Believe in God.

Madge Thornton

When Madge Thornton invites you into her Bickford Cottage apartment, her words of welcome are "Come on in to the house of the Lord."

That's because throughout her years of learning and living, it's all been done "through the life of Jesus," she said.

"I don't know how to explain it to people because it has to be a part of you," Thornton said. "It's a part of me."

She said she's trying to write about her life held together by her belief in God and Jesus.

Thanks to a gift from her mother, she's lived her life by Psalm 27.

Her mother gave her the psalm to read every day. Thornton remembers her mother saying that they were not "forsaking her" - referring to a line in the psalm about being forsaken by your father and mother, but being taken care of by the Lord. She is able to recite it from memory.

"We were created by God, so you have to believe in God," she said. "This is what has happened to our country.
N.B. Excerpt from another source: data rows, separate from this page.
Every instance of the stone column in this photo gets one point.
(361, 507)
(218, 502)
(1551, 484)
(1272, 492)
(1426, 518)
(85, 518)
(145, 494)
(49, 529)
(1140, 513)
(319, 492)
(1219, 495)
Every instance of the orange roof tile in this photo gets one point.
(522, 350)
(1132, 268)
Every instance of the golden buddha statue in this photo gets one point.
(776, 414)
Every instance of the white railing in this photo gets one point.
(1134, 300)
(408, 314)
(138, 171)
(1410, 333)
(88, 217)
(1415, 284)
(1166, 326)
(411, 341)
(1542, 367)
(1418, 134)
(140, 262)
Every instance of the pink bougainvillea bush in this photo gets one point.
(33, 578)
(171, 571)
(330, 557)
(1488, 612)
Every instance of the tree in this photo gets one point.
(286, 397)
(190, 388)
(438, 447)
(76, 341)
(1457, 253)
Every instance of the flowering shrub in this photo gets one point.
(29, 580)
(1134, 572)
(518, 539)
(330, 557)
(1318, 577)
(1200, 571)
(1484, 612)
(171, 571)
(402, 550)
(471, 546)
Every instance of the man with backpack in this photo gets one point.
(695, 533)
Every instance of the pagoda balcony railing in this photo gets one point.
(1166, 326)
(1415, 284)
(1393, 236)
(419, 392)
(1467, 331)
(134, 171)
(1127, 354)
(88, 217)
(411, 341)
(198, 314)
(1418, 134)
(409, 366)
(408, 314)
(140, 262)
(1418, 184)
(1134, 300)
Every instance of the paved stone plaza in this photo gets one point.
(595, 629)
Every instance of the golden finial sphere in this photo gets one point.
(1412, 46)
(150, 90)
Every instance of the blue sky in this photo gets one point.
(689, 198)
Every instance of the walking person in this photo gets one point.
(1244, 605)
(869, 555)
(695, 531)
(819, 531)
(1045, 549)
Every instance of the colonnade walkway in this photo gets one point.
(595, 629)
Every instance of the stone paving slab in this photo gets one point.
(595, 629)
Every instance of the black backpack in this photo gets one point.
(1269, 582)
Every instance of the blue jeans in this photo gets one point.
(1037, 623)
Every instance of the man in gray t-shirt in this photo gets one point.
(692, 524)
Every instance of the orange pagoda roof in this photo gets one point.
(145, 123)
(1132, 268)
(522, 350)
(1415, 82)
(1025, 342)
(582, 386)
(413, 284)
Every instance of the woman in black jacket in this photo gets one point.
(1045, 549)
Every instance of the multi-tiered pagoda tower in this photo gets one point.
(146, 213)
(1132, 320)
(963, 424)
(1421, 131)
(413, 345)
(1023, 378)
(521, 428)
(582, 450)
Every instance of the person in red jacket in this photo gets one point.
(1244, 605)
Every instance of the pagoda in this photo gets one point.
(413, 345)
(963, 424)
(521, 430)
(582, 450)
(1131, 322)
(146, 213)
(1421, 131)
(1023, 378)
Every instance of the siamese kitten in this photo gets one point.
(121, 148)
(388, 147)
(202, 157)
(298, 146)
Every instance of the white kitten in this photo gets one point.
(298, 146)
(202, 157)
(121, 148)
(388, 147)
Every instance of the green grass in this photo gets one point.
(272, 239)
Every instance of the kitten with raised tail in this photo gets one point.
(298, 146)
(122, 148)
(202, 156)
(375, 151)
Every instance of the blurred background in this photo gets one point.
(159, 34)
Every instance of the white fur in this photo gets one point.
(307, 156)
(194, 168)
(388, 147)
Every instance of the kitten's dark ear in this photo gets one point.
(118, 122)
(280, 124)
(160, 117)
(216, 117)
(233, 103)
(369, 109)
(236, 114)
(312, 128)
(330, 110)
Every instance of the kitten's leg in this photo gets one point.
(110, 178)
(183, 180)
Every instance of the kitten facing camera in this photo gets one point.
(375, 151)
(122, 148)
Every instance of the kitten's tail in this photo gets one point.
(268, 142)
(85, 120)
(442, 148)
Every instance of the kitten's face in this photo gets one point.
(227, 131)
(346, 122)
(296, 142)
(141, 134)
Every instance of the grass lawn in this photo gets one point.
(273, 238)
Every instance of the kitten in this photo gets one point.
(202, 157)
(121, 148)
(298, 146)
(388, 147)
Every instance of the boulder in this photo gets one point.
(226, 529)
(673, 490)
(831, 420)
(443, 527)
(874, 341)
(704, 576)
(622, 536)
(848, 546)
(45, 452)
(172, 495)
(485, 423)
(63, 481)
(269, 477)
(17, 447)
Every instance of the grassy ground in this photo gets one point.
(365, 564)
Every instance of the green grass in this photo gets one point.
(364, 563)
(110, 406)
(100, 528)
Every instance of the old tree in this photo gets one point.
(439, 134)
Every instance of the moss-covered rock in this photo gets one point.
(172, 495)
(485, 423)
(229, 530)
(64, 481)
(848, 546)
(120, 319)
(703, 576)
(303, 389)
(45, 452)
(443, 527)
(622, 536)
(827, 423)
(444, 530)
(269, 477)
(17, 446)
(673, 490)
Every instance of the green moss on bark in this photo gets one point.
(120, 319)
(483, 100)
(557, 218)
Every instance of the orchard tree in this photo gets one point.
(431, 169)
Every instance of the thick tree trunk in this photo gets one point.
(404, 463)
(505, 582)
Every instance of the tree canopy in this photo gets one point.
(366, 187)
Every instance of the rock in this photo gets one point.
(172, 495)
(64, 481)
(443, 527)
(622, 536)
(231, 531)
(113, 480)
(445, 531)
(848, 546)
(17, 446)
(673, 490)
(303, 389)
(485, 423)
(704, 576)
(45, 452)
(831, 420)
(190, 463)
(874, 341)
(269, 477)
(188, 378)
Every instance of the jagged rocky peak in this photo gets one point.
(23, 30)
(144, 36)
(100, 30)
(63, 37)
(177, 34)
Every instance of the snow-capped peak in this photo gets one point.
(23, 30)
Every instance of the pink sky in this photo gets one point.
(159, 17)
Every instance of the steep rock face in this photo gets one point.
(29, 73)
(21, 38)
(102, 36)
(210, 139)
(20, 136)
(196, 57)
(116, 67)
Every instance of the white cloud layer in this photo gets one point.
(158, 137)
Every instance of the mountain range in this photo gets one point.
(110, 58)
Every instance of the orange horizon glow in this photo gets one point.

We don't believe in God enough. We get away from God and everything falls to pieces."

She knows people can't make others listen to God, but encourages others to think about what he has done.

"God made us and gave us the freedom to think," she said. "And we don't think the right things all the time."

Thornton said she became a teacher partially because of what she realized while growing up with 12 brothers and sisters.

"I had the mind to teach," she said. "We taught each other. That's what we did. We taught all our life."

When she taught in the classroom, her favorite years were those teaching second grade.

"By the time they're in second grade, they know how to write, they know words," she said. "They're so loving. You can just encourage them with what they know. It's so marvelous."